Building and maintaining relationships with Indigenous nations and groups over the lifecycle of our assets is essential to Enbridge’s continued success as a leading North American energy delivery company. An important part of how we do business is to work with Indigenous communities to help increase their capacity to participate economically in our projects and operations. Economic engagement ranges from providing training and employment opportunities that build transferrable skills, to the procurement of goods and services from Indigenous businesses. To tap into Indigenous communities’ growing capacity and desire to participate in contracting and employment opportunities, Enbridge has adopted a supply chain process that requires prospective contractors to include detailed Socio-Economic Plans that outline how they will include local Indigenous communities and businesses in their work for Enbridge’s projects and operations. This approach exemplifies our desire to build long-term relationships which create value for both Indigenous communities and our business.
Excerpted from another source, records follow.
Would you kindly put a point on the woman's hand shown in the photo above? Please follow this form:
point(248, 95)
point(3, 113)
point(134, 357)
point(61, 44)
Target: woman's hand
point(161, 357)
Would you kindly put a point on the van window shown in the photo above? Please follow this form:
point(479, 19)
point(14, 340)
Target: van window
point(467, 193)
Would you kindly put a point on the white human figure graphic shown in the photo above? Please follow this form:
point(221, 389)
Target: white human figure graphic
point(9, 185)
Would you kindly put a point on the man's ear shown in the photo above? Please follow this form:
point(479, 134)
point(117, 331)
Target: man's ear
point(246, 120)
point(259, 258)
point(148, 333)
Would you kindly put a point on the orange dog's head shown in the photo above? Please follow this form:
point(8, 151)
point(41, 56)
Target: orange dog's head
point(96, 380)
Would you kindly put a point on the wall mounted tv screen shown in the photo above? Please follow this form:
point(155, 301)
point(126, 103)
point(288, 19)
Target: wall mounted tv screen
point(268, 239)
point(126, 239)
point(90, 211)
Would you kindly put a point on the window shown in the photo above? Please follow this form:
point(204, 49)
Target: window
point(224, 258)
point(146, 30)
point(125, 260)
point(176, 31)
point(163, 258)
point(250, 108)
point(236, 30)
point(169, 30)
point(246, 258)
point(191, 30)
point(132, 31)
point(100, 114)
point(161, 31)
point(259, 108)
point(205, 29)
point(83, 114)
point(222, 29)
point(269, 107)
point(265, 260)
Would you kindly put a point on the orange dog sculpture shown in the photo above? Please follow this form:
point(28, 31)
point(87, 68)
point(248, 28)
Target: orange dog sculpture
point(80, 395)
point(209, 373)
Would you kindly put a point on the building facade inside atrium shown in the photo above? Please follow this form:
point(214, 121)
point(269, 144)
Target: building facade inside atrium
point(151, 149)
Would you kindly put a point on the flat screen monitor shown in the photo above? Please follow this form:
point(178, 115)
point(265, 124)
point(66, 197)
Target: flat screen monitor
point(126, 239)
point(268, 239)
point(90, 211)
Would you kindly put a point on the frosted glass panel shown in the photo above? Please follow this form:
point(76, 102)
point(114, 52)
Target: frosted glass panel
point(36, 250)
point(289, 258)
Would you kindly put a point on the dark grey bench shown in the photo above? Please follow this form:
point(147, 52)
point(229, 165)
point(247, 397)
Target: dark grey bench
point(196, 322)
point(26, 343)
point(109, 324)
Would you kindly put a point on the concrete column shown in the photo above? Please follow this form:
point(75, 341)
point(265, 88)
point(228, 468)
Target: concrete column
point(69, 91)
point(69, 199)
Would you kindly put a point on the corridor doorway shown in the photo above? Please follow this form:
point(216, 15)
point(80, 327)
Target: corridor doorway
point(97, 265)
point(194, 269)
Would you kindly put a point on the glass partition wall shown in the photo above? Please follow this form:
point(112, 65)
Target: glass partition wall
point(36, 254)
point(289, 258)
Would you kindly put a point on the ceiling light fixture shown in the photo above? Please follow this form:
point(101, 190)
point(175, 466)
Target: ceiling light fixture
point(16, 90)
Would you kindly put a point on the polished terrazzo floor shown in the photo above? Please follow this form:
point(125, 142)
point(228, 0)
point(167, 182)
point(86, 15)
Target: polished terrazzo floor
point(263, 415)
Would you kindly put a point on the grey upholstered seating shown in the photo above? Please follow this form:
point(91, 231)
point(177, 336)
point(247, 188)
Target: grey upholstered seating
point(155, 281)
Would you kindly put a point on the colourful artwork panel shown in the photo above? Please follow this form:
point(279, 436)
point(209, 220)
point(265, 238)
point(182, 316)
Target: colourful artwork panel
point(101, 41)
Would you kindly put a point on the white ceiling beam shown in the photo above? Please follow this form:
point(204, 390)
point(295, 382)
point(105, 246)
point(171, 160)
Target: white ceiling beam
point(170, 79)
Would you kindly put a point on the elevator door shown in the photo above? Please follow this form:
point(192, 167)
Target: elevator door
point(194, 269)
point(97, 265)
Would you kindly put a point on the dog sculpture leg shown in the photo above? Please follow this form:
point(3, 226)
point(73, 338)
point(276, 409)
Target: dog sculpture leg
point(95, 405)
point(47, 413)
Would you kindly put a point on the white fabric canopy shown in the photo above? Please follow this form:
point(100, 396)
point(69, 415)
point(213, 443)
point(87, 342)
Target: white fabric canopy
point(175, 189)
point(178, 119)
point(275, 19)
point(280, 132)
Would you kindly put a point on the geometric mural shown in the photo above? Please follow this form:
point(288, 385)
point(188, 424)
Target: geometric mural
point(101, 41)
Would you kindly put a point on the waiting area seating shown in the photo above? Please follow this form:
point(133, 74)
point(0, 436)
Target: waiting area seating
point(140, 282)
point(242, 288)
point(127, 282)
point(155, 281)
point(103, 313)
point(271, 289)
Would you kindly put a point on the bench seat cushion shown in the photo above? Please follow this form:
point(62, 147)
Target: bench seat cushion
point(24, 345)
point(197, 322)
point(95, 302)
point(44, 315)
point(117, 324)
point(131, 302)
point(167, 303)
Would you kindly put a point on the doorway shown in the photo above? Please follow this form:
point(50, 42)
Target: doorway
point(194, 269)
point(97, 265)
Enbridge has long recognized that hiring Indigenous businesses supports local employment, gives us the opportunity to understand available services and talent, and helps build trust and relationships. We also appreciate the important contribution that Indigenous businesses make each year to the overall economy.
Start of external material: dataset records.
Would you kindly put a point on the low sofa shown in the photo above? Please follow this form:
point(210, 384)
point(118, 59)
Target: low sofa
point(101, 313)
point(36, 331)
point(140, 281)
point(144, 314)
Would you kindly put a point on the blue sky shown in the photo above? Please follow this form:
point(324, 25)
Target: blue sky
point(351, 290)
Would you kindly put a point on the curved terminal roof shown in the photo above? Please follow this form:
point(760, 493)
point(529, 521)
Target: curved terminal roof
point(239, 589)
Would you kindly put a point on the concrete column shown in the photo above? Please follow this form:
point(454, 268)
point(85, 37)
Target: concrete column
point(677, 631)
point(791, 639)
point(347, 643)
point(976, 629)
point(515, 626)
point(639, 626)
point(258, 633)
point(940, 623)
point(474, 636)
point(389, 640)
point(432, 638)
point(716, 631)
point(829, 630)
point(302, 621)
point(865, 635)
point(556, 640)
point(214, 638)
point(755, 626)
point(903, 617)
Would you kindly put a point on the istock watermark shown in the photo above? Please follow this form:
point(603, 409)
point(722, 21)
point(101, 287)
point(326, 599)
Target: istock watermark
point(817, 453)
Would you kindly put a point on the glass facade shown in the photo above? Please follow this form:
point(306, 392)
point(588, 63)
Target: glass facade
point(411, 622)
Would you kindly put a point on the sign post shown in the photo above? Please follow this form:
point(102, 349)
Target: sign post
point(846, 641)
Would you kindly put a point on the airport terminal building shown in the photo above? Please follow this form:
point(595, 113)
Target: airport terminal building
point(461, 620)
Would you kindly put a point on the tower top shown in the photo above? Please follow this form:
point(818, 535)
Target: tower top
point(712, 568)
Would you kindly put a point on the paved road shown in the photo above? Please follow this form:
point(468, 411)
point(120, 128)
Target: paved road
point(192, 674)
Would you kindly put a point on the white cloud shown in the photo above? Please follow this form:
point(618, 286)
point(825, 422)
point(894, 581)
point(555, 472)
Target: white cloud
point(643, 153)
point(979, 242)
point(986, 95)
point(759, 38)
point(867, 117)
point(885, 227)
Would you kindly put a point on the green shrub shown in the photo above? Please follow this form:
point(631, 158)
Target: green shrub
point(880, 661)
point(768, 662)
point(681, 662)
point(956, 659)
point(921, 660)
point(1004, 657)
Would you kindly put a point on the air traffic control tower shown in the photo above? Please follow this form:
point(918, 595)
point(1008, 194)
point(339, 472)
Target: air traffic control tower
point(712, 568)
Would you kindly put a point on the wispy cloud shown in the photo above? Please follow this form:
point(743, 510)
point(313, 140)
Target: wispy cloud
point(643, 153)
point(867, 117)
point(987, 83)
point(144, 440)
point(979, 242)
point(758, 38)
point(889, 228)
In 2019, we marked a major milestone, surpassing $1 billion in Indigenous spending since 2011 across our Liquids Pipelines and Gas Transmission businesses. This includes direct spend with Indigenous businesses as well as subcontracting opportunities for Indigenous businesses, suppliers and wages paid to Indigenous workers from our contractors.
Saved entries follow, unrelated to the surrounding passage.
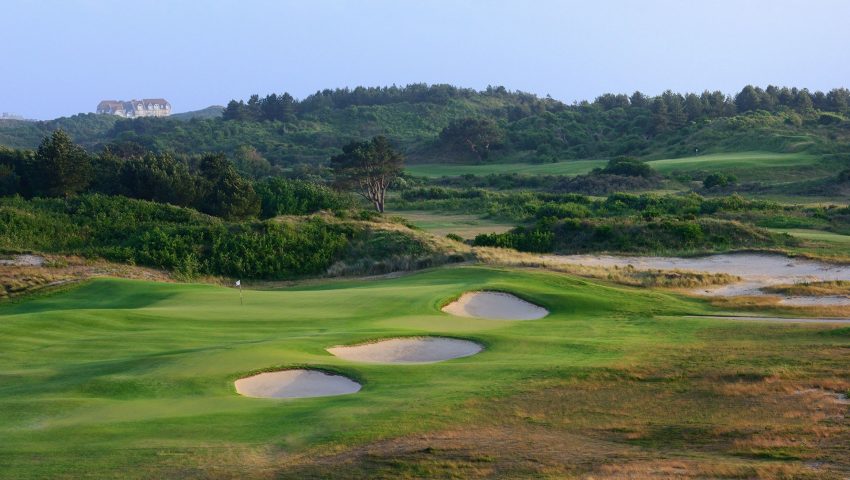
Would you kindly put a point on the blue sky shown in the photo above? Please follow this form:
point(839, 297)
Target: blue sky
point(60, 57)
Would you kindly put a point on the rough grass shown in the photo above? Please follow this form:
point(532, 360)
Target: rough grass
point(626, 275)
point(747, 166)
point(818, 289)
point(134, 379)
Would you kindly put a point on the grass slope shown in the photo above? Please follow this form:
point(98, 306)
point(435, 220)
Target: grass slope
point(136, 377)
point(748, 166)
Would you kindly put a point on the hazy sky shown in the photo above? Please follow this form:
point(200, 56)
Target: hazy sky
point(62, 57)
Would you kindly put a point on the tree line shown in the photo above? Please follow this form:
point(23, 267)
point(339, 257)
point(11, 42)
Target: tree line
point(210, 183)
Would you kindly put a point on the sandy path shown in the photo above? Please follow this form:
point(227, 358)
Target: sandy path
point(756, 271)
point(295, 384)
point(495, 306)
point(407, 350)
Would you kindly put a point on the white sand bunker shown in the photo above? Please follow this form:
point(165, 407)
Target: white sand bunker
point(298, 383)
point(495, 306)
point(407, 350)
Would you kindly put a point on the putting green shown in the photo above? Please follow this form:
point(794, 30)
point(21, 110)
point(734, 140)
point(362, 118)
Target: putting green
point(137, 377)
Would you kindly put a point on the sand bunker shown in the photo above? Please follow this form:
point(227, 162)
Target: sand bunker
point(495, 306)
point(407, 350)
point(756, 271)
point(295, 384)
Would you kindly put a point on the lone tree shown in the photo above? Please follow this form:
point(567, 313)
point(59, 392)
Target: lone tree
point(368, 168)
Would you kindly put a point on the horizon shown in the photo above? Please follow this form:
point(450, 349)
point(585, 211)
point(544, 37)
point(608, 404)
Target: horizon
point(576, 51)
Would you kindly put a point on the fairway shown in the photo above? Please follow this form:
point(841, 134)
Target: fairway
point(746, 165)
point(137, 377)
point(572, 167)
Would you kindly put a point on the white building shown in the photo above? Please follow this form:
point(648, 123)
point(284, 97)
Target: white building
point(146, 107)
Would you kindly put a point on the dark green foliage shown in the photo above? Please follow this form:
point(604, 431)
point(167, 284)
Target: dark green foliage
point(635, 236)
point(160, 178)
point(628, 167)
point(472, 137)
point(719, 180)
point(279, 196)
point(224, 193)
point(528, 128)
point(368, 168)
point(60, 167)
point(169, 237)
Our Line 3 pipeline replacement project (L3RP) is an excellent example of how our supply chain is delivering on our commitment to maximize Indigenous participation. This supports our efforts to advance economic reconciliation in accordance with the Truth and Reconciliation Commission’s Call to Action #92.

At $5.3 billion for the Canadian segment alone, the L3RP was the largest capital project in Enbridge’s history. It also represented our largest and most successful community engagement effort – including more than 150 Indigenous communities from as far as 300 kilometres from the pipeline right of way.

As of late September 2019, Indigenous spending on the L3RP totaled approximately $440 million for contracting and wages, while more than 1,100 Indigenous men and women were employed on project construction, representing approximately 20% of the overall workforce.

Indigenous monitors provided environmental and cultural perspective to the project construction team.

“The economic benefits flowing to Indigenous communities from Line 3 pipeline construction are no accident or happy coincidence,” says Enbridge’s Dave Lawson, Vice President of Major Projects. “Rather, they are the direct result of our comprehensive and proactive engagement program and the joint commitments between Enbridge and numerous Indigenous communities and groups.”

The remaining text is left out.